Bentangan aktualisasi
dari pemikiran Comte adalah dikeluarkannya pemikirannya mengenai “hukum tiga
tahap” atau dikenal juga dengan “hukum tiga stadia”. Hukum tiga tahap ini
menceritakan perihal sejarah manusia dan pemikirannya sebagai analisa dari
observasi-observasi yang dilakukan oleh Comte.
Versi Comte
tentang perkembangan manusia dan pemikirannya, berawal pada tahapan teologis
dimana studi kasusnya pada masyarakat primitif yang masih hidupnya
menjadi obyek bagi alam, belum memiliki hasrat atau mental untuk menguasai
(pengelola) alam atau dapat dikatakan belum menjadi subyek.
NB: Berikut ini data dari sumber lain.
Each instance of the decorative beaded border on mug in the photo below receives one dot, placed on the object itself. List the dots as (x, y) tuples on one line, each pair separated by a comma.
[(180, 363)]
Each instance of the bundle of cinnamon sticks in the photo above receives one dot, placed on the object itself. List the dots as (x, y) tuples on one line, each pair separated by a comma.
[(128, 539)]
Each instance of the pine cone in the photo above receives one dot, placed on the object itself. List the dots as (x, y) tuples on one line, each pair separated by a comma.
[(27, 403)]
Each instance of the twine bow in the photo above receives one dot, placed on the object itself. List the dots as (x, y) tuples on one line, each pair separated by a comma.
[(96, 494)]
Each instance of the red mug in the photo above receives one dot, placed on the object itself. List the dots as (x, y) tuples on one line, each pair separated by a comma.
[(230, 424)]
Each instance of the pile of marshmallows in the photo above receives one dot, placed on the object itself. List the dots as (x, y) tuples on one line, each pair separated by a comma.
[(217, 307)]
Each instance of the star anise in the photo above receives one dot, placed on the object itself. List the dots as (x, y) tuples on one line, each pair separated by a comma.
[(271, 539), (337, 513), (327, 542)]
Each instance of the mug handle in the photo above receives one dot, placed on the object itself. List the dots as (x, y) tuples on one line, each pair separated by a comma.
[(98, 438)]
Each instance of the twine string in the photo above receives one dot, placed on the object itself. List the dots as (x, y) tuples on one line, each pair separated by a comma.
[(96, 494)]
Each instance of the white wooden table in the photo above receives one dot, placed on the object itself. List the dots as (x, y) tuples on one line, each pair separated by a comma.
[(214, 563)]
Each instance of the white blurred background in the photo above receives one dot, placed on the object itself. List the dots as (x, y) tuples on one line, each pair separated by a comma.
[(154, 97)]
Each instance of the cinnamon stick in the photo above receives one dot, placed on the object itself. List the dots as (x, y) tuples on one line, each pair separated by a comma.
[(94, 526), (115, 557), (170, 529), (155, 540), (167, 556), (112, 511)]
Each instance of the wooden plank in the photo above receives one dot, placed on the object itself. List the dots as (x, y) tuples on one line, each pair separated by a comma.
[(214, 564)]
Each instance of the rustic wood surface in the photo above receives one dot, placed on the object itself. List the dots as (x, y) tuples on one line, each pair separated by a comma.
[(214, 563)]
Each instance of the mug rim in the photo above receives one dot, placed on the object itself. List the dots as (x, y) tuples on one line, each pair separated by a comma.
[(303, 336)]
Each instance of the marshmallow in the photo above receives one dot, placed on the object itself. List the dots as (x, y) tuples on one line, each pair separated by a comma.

Fetitisme dan
animisme merupakan keyakinan awal yang membentuk pola pikir manusia lalu
beranjak kepada politeisme, manusia menganggap ada roh-roh dalam setiap benda
pengatur kehidupan dan dewa-dewa yang mengatur kehendak manusia dalam tiap
aktivitasnya dikeseharian. Contoh yang lebih konkritnya, yaitu dewa Thor saat
membenturkan godamnyalah yang membuat guntur terlihat atau dewi Sri adalah dewi
kesuburan yang menetap ditiap sawah. Beralih pada pemikiran selanjutnya, yaitu
tahap metafisika atau nama lainnya tahap transisi dari buah pikir Comte karena
tahapan ini menurut Comte hanya modifikasi dari tahapan sebelumnya.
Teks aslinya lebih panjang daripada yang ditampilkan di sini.